監督交代、乾貴士の復帰......不振のセレッソ大阪、新体制は光明を見出せるか (2ページ目)

  • 小宮良之●文 text by Komiya Yoshiyuki
  • photo by Mutsu Kawamori/MUTSUFOTOGRAFIA

 クルピ監督は、その戦術をフィーリングにしてしまった。

 これは今季開幕直後のコラムでも書いたことだが、当初はまだロティーナ時代の選手が残り、戦い方を継承しているところがあった。大久保嘉人が開幕から神がかったようにゴールを量産し、好スタートを切ることができた。しかし、試合を重ねるうちにロティーナ色は薄まっていった。戦術的に破綻することは目に見えていた。
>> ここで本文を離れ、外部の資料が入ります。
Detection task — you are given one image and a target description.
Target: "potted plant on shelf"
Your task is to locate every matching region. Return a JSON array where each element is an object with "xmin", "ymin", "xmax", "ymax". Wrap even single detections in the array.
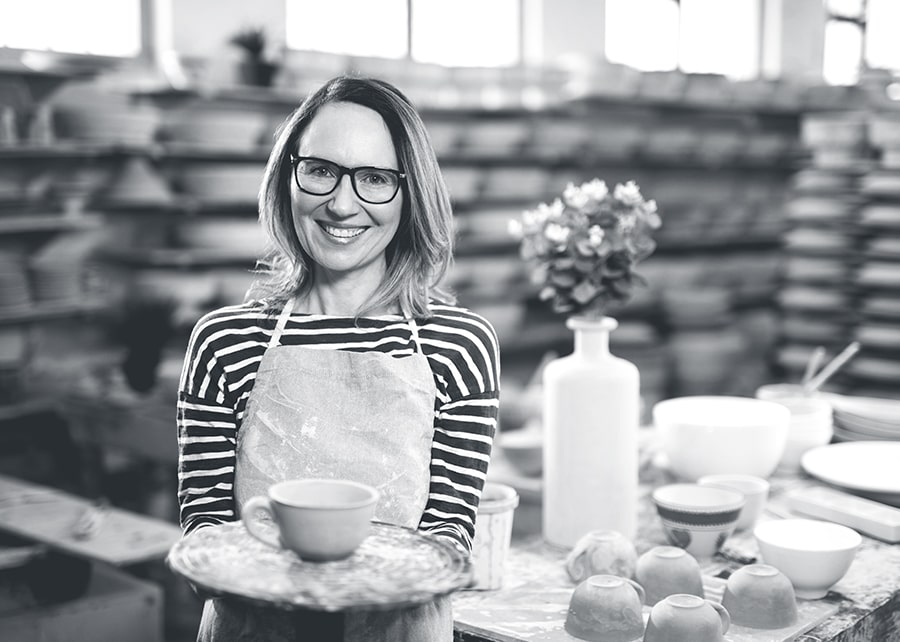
[
  {"xmin": 228, "ymin": 27, "xmax": 279, "ymax": 87},
  {"xmin": 510, "ymin": 179, "xmax": 661, "ymax": 547}
]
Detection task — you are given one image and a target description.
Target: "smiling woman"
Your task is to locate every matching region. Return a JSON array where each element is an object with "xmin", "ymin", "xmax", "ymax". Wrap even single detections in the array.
[{"xmin": 178, "ymin": 77, "xmax": 499, "ymax": 642}]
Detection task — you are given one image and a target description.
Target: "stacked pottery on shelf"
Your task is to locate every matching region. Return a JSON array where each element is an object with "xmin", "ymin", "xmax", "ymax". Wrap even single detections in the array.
[
  {"xmin": 845, "ymin": 110, "xmax": 900, "ymax": 398},
  {"xmin": 777, "ymin": 112, "xmax": 871, "ymax": 384}
]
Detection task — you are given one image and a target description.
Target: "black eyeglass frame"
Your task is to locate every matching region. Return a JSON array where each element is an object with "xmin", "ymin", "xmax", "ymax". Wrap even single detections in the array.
[{"xmin": 291, "ymin": 154, "xmax": 406, "ymax": 205}]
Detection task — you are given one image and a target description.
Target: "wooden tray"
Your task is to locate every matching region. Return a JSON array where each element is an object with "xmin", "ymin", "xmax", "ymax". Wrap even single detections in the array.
[{"xmin": 167, "ymin": 522, "xmax": 471, "ymax": 611}]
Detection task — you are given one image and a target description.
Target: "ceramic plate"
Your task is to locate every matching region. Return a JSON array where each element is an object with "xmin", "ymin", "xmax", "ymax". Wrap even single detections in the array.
[
  {"xmin": 801, "ymin": 441, "xmax": 900, "ymax": 506},
  {"xmin": 167, "ymin": 522, "xmax": 471, "ymax": 611}
]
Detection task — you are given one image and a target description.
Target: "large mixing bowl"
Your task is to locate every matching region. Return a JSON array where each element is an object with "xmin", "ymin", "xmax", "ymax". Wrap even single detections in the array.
[{"xmin": 653, "ymin": 396, "xmax": 791, "ymax": 481}]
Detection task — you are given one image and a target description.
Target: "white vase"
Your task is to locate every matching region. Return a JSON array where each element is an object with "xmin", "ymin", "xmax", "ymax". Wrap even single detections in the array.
[{"xmin": 543, "ymin": 317, "xmax": 640, "ymax": 547}]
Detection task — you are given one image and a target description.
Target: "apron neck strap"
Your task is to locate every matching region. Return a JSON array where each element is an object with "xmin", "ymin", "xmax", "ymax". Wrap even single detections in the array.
[
  {"xmin": 269, "ymin": 297, "xmax": 294, "ymax": 348},
  {"xmin": 409, "ymin": 317, "xmax": 425, "ymax": 354}
]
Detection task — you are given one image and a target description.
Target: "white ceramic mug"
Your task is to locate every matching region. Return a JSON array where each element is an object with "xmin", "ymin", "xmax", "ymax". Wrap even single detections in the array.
[{"xmin": 241, "ymin": 479, "xmax": 379, "ymax": 562}]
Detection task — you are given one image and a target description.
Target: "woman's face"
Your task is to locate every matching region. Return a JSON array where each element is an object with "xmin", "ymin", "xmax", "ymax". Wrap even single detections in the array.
[{"xmin": 291, "ymin": 102, "xmax": 403, "ymax": 277}]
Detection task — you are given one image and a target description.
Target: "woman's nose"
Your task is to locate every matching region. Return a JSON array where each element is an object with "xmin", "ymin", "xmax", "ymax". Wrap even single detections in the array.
[{"xmin": 331, "ymin": 174, "xmax": 359, "ymax": 216}]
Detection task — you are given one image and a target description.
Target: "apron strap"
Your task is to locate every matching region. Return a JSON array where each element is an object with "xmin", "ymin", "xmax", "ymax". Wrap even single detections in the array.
[
  {"xmin": 268, "ymin": 297, "xmax": 294, "ymax": 350},
  {"xmin": 408, "ymin": 317, "xmax": 425, "ymax": 354}
]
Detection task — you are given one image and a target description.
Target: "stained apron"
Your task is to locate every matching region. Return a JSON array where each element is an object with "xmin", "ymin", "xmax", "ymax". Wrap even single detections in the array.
[{"xmin": 197, "ymin": 300, "xmax": 453, "ymax": 642}]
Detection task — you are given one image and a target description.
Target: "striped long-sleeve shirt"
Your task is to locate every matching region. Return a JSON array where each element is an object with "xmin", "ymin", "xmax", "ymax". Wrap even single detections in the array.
[{"xmin": 178, "ymin": 302, "xmax": 499, "ymax": 551}]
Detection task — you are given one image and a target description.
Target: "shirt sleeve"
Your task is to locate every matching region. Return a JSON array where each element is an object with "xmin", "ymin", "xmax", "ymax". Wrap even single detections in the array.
[
  {"xmin": 419, "ymin": 391, "xmax": 498, "ymax": 554},
  {"xmin": 419, "ymin": 310, "xmax": 500, "ymax": 554},
  {"xmin": 177, "ymin": 320, "xmax": 237, "ymax": 534}
]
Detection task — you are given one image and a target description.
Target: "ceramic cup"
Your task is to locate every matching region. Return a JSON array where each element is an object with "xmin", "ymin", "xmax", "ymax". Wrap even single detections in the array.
[
  {"xmin": 566, "ymin": 530, "xmax": 637, "ymax": 582},
  {"xmin": 697, "ymin": 475, "xmax": 769, "ymax": 531},
  {"xmin": 565, "ymin": 575, "xmax": 644, "ymax": 642},
  {"xmin": 635, "ymin": 546, "xmax": 704, "ymax": 606},
  {"xmin": 644, "ymin": 594, "xmax": 731, "ymax": 642},
  {"xmin": 652, "ymin": 484, "xmax": 745, "ymax": 559},
  {"xmin": 472, "ymin": 482, "xmax": 519, "ymax": 590},
  {"xmin": 241, "ymin": 479, "xmax": 379, "ymax": 562},
  {"xmin": 722, "ymin": 564, "xmax": 797, "ymax": 629}
]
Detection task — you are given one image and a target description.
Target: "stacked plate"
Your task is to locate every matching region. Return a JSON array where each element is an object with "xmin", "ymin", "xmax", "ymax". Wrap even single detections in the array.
[
  {"xmin": 829, "ymin": 395, "xmax": 900, "ymax": 441},
  {"xmin": 777, "ymin": 139, "xmax": 868, "ymax": 382},
  {"xmin": 0, "ymin": 251, "xmax": 31, "ymax": 314},
  {"xmin": 179, "ymin": 163, "xmax": 265, "ymax": 204},
  {"xmin": 101, "ymin": 156, "xmax": 172, "ymax": 207}
]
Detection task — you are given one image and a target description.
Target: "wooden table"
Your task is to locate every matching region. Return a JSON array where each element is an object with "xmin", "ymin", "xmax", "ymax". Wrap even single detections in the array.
[{"xmin": 453, "ymin": 438, "xmax": 900, "ymax": 642}]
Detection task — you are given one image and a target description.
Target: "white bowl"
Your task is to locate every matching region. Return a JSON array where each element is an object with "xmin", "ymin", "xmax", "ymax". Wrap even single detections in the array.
[
  {"xmin": 653, "ymin": 396, "xmax": 791, "ymax": 481},
  {"xmin": 753, "ymin": 518, "xmax": 862, "ymax": 599}
]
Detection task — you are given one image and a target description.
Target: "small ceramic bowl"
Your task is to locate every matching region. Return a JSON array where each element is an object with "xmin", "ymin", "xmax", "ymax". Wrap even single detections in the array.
[
  {"xmin": 634, "ymin": 546, "xmax": 705, "ymax": 606},
  {"xmin": 722, "ymin": 564, "xmax": 797, "ymax": 629},
  {"xmin": 753, "ymin": 518, "xmax": 862, "ymax": 599},
  {"xmin": 565, "ymin": 575, "xmax": 644, "ymax": 642},
  {"xmin": 652, "ymin": 484, "xmax": 745, "ymax": 559},
  {"xmin": 697, "ymin": 475, "xmax": 769, "ymax": 531},
  {"xmin": 566, "ymin": 530, "xmax": 637, "ymax": 582}
]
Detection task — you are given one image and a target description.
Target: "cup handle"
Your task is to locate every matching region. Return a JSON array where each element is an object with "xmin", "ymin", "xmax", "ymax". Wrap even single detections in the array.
[
  {"xmin": 623, "ymin": 577, "xmax": 647, "ymax": 604},
  {"xmin": 241, "ymin": 495, "xmax": 281, "ymax": 548},
  {"xmin": 706, "ymin": 600, "xmax": 731, "ymax": 635}
]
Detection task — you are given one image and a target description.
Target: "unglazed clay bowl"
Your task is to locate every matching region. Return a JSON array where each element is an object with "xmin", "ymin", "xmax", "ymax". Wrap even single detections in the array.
[
  {"xmin": 753, "ymin": 518, "xmax": 862, "ymax": 599},
  {"xmin": 652, "ymin": 484, "xmax": 745, "ymax": 559},
  {"xmin": 566, "ymin": 530, "xmax": 637, "ymax": 582},
  {"xmin": 634, "ymin": 546, "xmax": 704, "ymax": 606},
  {"xmin": 653, "ymin": 396, "xmax": 790, "ymax": 481},
  {"xmin": 565, "ymin": 575, "xmax": 644, "ymax": 642},
  {"xmin": 722, "ymin": 564, "xmax": 797, "ymax": 629},
  {"xmin": 644, "ymin": 594, "xmax": 731, "ymax": 642}
]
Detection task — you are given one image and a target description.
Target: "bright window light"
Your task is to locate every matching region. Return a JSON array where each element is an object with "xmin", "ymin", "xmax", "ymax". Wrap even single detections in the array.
[
  {"xmin": 605, "ymin": 0, "xmax": 676, "ymax": 71},
  {"xmin": 285, "ymin": 0, "xmax": 408, "ymax": 58},
  {"xmin": 679, "ymin": 0, "xmax": 760, "ymax": 80},
  {"xmin": 866, "ymin": 0, "xmax": 900, "ymax": 71},
  {"xmin": 412, "ymin": 0, "xmax": 521, "ymax": 67},
  {"xmin": 0, "ymin": 0, "xmax": 141, "ymax": 57},
  {"xmin": 822, "ymin": 20, "xmax": 863, "ymax": 85}
]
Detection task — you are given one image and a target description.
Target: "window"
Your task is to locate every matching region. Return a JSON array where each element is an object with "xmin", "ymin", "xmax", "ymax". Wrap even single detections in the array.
[
  {"xmin": 605, "ymin": 0, "xmax": 678, "ymax": 71},
  {"xmin": 0, "ymin": 0, "xmax": 141, "ymax": 57},
  {"xmin": 286, "ymin": 0, "xmax": 522, "ymax": 66},
  {"xmin": 606, "ymin": 0, "xmax": 760, "ymax": 79},
  {"xmin": 822, "ymin": 0, "xmax": 865, "ymax": 85},
  {"xmin": 410, "ymin": 0, "xmax": 522, "ymax": 67},
  {"xmin": 286, "ymin": 0, "xmax": 409, "ymax": 58}
]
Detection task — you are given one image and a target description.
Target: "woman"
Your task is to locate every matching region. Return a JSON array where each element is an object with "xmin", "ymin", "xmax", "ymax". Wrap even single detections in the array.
[{"xmin": 178, "ymin": 77, "xmax": 499, "ymax": 642}]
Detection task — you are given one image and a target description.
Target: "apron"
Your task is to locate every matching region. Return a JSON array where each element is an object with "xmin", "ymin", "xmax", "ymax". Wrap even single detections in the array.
[{"xmin": 197, "ymin": 300, "xmax": 453, "ymax": 642}]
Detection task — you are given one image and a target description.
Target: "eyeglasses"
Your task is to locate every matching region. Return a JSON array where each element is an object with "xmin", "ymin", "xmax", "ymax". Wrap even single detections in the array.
[{"xmin": 291, "ymin": 156, "xmax": 406, "ymax": 205}]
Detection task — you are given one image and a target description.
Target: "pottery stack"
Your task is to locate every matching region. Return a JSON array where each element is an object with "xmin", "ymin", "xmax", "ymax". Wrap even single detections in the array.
[
  {"xmin": 846, "ymin": 110, "xmax": 900, "ymax": 396},
  {"xmin": 777, "ymin": 112, "xmax": 872, "ymax": 385}
]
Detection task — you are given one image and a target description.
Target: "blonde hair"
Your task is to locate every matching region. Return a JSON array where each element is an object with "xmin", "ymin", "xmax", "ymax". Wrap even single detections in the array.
[{"xmin": 251, "ymin": 76, "xmax": 453, "ymax": 317}]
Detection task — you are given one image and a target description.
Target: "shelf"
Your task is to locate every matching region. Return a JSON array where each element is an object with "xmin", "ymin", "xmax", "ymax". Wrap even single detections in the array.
[
  {"xmin": 102, "ymin": 248, "xmax": 259, "ymax": 268},
  {"xmin": 0, "ymin": 397, "xmax": 59, "ymax": 422},
  {"xmin": 0, "ymin": 214, "xmax": 103, "ymax": 235},
  {"xmin": 0, "ymin": 299, "xmax": 110, "ymax": 325}
]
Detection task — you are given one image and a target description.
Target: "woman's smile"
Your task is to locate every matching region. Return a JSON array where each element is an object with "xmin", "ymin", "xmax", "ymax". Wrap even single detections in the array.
[{"xmin": 316, "ymin": 221, "xmax": 369, "ymax": 245}]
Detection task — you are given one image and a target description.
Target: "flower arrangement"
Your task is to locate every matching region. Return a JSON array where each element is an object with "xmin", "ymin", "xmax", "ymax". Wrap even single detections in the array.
[{"xmin": 509, "ymin": 178, "xmax": 661, "ymax": 316}]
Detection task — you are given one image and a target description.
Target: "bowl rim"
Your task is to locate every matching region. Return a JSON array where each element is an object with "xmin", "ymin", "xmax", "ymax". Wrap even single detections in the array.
[
  {"xmin": 652, "ymin": 395, "xmax": 791, "ymax": 430},
  {"xmin": 753, "ymin": 517, "xmax": 862, "ymax": 554},
  {"xmin": 651, "ymin": 483, "xmax": 746, "ymax": 513}
]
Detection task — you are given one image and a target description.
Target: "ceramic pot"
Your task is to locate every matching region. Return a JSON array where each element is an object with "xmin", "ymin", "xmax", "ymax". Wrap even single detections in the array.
[
  {"xmin": 722, "ymin": 564, "xmax": 798, "ymax": 629},
  {"xmin": 644, "ymin": 594, "xmax": 731, "ymax": 642},
  {"xmin": 543, "ymin": 317, "xmax": 640, "ymax": 547},
  {"xmin": 566, "ymin": 531, "xmax": 637, "ymax": 582},
  {"xmin": 635, "ymin": 546, "xmax": 704, "ymax": 606},
  {"xmin": 565, "ymin": 575, "xmax": 644, "ymax": 642}
]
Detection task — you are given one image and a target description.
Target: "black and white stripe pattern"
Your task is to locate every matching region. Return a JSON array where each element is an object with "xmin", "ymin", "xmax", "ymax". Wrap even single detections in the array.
[{"xmin": 178, "ymin": 302, "xmax": 499, "ymax": 551}]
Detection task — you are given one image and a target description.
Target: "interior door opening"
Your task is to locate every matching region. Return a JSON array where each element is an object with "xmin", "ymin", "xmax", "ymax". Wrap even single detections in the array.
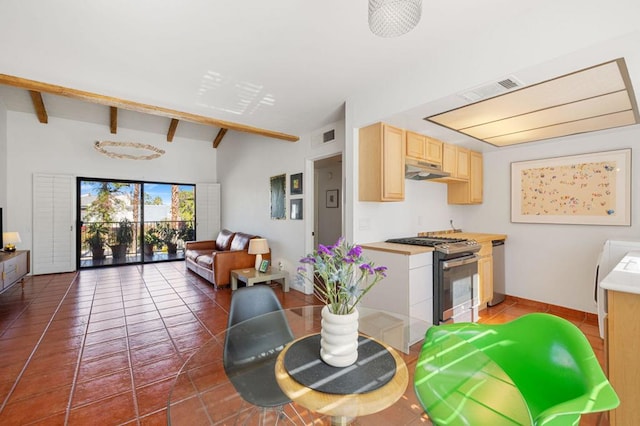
[{"xmin": 313, "ymin": 154, "xmax": 344, "ymax": 247}]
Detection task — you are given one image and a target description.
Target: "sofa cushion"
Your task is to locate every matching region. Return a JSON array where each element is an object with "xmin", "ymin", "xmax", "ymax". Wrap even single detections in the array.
[
  {"xmin": 230, "ymin": 232, "xmax": 255, "ymax": 250},
  {"xmin": 196, "ymin": 253, "xmax": 213, "ymax": 269},
  {"xmin": 216, "ymin": 229, "xmax": 235, "ymax": 250},
  {"xmin": 185, "ymin": 249, "xmax": 211, "ymax": 262}
]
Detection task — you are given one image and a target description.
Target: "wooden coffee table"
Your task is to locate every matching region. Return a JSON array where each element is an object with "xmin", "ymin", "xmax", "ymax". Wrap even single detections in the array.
[{"xmin": 231, "ymin": 268, "xmax": 289, "ymax": 292}]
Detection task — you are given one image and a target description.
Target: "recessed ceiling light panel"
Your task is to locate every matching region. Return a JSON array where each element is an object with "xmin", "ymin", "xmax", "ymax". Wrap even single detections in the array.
[{"xmin": 425, "ymin": 58, "xmax": 640, "ymax": 146}]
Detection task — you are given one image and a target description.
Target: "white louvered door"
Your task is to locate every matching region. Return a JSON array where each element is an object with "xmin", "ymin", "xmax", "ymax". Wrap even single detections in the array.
[{"xmin": 31, "ymin": 174, "xmax": 76, "ymax": 275}]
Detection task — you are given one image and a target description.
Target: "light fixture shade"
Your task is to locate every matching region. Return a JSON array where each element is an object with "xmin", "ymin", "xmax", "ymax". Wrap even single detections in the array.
[
  {"xmin": 369, "ymin": 0, "xmax": 422, "ymax": 37},
  {"xmin": 249, "ymin": 238, "xmax": 269, "ymax": 254},
  {"xmin": 2, "ymin": 232, "xmax": 22, "ymax": 244}
]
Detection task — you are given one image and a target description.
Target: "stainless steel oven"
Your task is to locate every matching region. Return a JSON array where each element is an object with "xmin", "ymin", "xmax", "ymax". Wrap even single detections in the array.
[
  {"xmin": 387, "ymin": 237, "xmax": 480, "ymax": 324},
  {"xmin": 433, "ymin": 252, "xmax": 478, "ymax": 323}
]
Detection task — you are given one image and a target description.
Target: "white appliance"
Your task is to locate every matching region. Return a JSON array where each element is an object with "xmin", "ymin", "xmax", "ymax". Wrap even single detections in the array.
[{"xmin": 594, "ymin": 240, "xmax": 640, "ymax": 338}]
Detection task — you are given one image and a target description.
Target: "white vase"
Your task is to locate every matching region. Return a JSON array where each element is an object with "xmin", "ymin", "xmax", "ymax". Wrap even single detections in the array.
[{"xmin": 320, "ymin": 306, "xmax": 359, "ymax": 367}]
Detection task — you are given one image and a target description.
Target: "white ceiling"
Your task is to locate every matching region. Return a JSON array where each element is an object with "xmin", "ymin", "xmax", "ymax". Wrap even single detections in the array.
[{"xmin": 0, "ymin": 0, "xmax": 640, "ymax": 143}]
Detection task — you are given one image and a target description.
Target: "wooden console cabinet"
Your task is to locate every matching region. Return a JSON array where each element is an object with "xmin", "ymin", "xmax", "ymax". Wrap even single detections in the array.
[{"xmin": 0, "ymin": 250, "xmax": 31, "ymax": 293}]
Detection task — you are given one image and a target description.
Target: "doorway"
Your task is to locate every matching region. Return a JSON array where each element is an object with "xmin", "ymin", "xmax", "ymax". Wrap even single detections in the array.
[
  {"xmin": 313, "ymin": 154, "xmax": 344, "ymax": 247},
  {"xmin": 77, "ymin": 178, "xmax": 195, "ymax": 268}
]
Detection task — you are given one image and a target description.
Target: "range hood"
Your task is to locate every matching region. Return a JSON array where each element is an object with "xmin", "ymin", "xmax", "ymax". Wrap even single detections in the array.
[{"xmin": 404, "ymin": 158, "xmax": 450, "ymax": 180}]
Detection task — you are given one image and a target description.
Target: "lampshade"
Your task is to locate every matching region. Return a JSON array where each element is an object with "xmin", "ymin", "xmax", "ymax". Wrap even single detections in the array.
[
  {"xmin": 369, "ymin": 0, "xmax": 422, "ymax": 37},
  {"xmin": 249, "ymin": 238, "xmax": 269, "ymax": 254},
  {"xmin": 2, "ymin": 232, "xmax": 22, "ymax": 251},
  {"xmin": 249, "ymin": 238, "xmax": 269, "ymax": 270}
]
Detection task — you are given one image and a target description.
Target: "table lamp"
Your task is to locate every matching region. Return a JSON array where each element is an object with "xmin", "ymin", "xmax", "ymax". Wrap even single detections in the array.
[
  {"xmin": 249, "ymin": 238, "xmax": 269, "ymax": 271},
  {"xmin": 2, "ymin": 232, "xmax": 22, "ymax": 251}
]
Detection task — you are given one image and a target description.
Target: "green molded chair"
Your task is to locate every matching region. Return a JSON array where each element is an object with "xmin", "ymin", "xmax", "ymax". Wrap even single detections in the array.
[{"xmin": 414, "ymin": 313, "xmax": 620, "ymax": 426}]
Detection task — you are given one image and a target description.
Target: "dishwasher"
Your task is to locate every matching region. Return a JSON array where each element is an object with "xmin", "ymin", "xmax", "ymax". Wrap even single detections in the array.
[{"xmin": 487, "ymin": 240, "xmax": 505, "ymax": 306}]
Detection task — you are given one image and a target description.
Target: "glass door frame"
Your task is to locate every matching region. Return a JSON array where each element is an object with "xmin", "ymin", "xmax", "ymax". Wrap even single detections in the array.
[{"xmin": 76, "ymin": 177, "xmax": 196, "ymax": 269}]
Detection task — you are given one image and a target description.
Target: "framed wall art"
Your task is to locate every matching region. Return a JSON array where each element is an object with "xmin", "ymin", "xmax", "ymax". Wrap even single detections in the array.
[
  {"xmin": 511, "ymin": 149, "xmax": 631, "ymax": 226},
  {"xmin": 289, "ymin": 198, "xmax": 302, "ymax": 220},
  {"xmin": 271, "ymin": 175, "xmax": 287, "ymax": 219},
  {"xmin": 289, "ymin": 173, "xmax": 302, "ymax": 195},
  {"xmin": 327, "ymin": 189, "xmax": 339, "ymax": 209}
]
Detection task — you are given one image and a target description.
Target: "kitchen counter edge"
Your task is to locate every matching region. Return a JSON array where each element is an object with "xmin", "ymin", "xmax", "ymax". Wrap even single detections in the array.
[{"xmin": 359, "ymin": 241, "xmax": 433, "ymax": 256}]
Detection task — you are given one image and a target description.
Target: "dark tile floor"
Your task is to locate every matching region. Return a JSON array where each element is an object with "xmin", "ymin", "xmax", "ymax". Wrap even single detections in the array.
[{"xmin": 0, "ymin": 262, "xmax": 606, "ymax": 425}]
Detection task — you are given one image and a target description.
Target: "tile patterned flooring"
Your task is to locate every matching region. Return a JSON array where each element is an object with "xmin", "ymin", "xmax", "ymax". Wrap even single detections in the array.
[{"xmin": 0, "ymin": 262, "xmax": 607, "ymax": 425}]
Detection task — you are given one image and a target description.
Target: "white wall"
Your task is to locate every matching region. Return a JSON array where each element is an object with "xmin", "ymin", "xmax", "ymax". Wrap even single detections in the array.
[
  {"xmin": 5, "ymin": 111, "xmax": 218, "ymax": 256},
  {"xmin": 218, "ymin": 122, "xmax": 344, "ymax": 292},
  {"xmin": 345, "ymin": 32, "xmax": 640, "ymax": 312},
  {"xmin": 461, "ymin": 126, "xmax": 640, "ymax": 312},
  {"xmin": 0, "ymin": 100, "xmax": 7, "ymax": 216}
]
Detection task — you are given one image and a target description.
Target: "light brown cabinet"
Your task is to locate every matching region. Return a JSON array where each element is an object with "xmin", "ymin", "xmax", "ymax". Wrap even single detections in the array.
[
  {"xmin": 0, "ymin": 250, "xmax": 30, "ymax": 292},
  {"xmin": 358, "ymin": 123, "xmax": 406, "ymax": 201},
  {"xmin": 478, "ymin": 241, "xmax": 493, "ymax": 305},
  {"xmin": 406, "ymin": 131, "xmax": 444, "ymax": 165},
  {"xmin": 434, "ymin": 143, "xmax": 470, "ymax": 182},
  {"xmin": 447, "ymin": 150, "xmax": 484, "ymax": 204}
]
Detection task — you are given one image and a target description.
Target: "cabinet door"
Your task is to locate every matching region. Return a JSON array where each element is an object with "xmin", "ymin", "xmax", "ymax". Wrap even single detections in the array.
[
  {"xmin": 358, "ymin": 123, "xmax": 406, "ymax": 201},
  {"xmin": 456, "ymin": 147, "xmax": 471, "ymax": 179},
  {"xmin": 478, "ymin": 255, "xmax": 493, "ymax": 305},
  {"xmin": 406, "ymin": 132, "xmax": 427, "ymax": 160},
  {"xmin": 469, "ymin": 151, "xmax": 484, "ymax": 203},
  {"xmin": 424, "ymin": 137, "xmax": 444, "ymax": 164},
  {"xmin": 442, "ymin": 143, "xmax": 458, "ymax": 178},
  {"xmin": 382, "ymin": 125, "xmax": 405, "ymax": 200}
]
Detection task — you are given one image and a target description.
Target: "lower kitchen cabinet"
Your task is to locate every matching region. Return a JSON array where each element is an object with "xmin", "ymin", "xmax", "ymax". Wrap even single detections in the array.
[
  {"xmin": 361, "ymin": 248, "xmax": 433, "ymax": 353},
  {"xmin": 478, "ymin": 241, "xmax": 493, "ymax": 307}
]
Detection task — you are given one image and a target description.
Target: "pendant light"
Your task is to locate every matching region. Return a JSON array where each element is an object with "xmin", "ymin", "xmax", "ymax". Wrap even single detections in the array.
[{"xmin": 369, "ymin": 0, "xmax": 422, "ymax": 37}]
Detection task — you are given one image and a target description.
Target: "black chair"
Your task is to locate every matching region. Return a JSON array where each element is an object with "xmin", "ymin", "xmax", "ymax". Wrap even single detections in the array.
[{"xmin": 223, "ymin": 285, "xmax": 299, "ymax": 424}]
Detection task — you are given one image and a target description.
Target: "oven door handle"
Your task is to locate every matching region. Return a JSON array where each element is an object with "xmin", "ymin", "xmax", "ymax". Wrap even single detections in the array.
[{"xmin": 442, "ymin": 254, "xmax": 478, "ymax": 270}]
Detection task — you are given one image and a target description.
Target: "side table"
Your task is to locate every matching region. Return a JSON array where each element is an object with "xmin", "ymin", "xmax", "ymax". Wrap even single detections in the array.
[{"xmin": 231, "ymin": 268, "xmax": 289, "ymax": 292}]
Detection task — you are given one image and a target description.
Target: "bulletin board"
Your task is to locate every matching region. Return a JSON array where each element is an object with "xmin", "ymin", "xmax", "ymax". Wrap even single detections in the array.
[{"xmin": 511, "ymin": 149, "xmax": 631, "ymax": 226}]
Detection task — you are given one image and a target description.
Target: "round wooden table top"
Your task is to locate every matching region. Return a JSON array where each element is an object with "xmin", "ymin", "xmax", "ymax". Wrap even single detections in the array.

 事実、満足にボールをつなげられず、自陣から出られないような時間が増えていった。人海戦術で守り、一発のカウンターでどうにか勝ち点を稼ぐ。それが精いっぱいで、長続きするはずはなかったのだ。

「ここ何試合か、縦に早く、というか、速い攻撃ばかりで。『ボール取ったら前に』が強すぎると思います。それで失って、相手に押し込まれて。チーム全体でもう少し(ボールを握って)押し込めるように、話し合いをしていかないと......」

 5月下旬にホームでサンフレッチェ広島に1-2で敗れた後、奥埜は警鐘を鳴らしていた。単調な攻撃、規律が緩んだ守備。結果以上に、プレー内容は劣化の一途を辿った。

 クルピはかつてセレッソを率いた時、二列目の有力選手を抜擢し、自由な気風のサッカーを生み出した。香川真司、乾、清武、家長昭博、柿谷曜一朗などを覚醒させた手腕は見事だった。しかし、時代を経て、Jリーグも戦術的なサッカーが進み、フィーリングだけではどうしようもないフェーズに入っている。相手ゴール前に近づくにはボールをつなげる必要があり、攻撃を封じるには緊密なラインで対抗しなければならなかった。

 クルピは以前と同じく、若手に積極的な出場機会を与えた。その点では、副産物は生み出したと言える。FW加藤陸次樹は5得点を記録し、DF西尾隆矢もたくましさを見せるようになった。
 
 しかし、チーム全体としては厳しい結果で、監督交代は必然だった。

「ハードワーク」

 それが、小菊新監督が選手に求めるベースになるという。ルーズになっていた守備の決め事を明確化し、攻撃のオートマチズムも取り戻す。ロティーナ時代への回帰に近いかもしれない。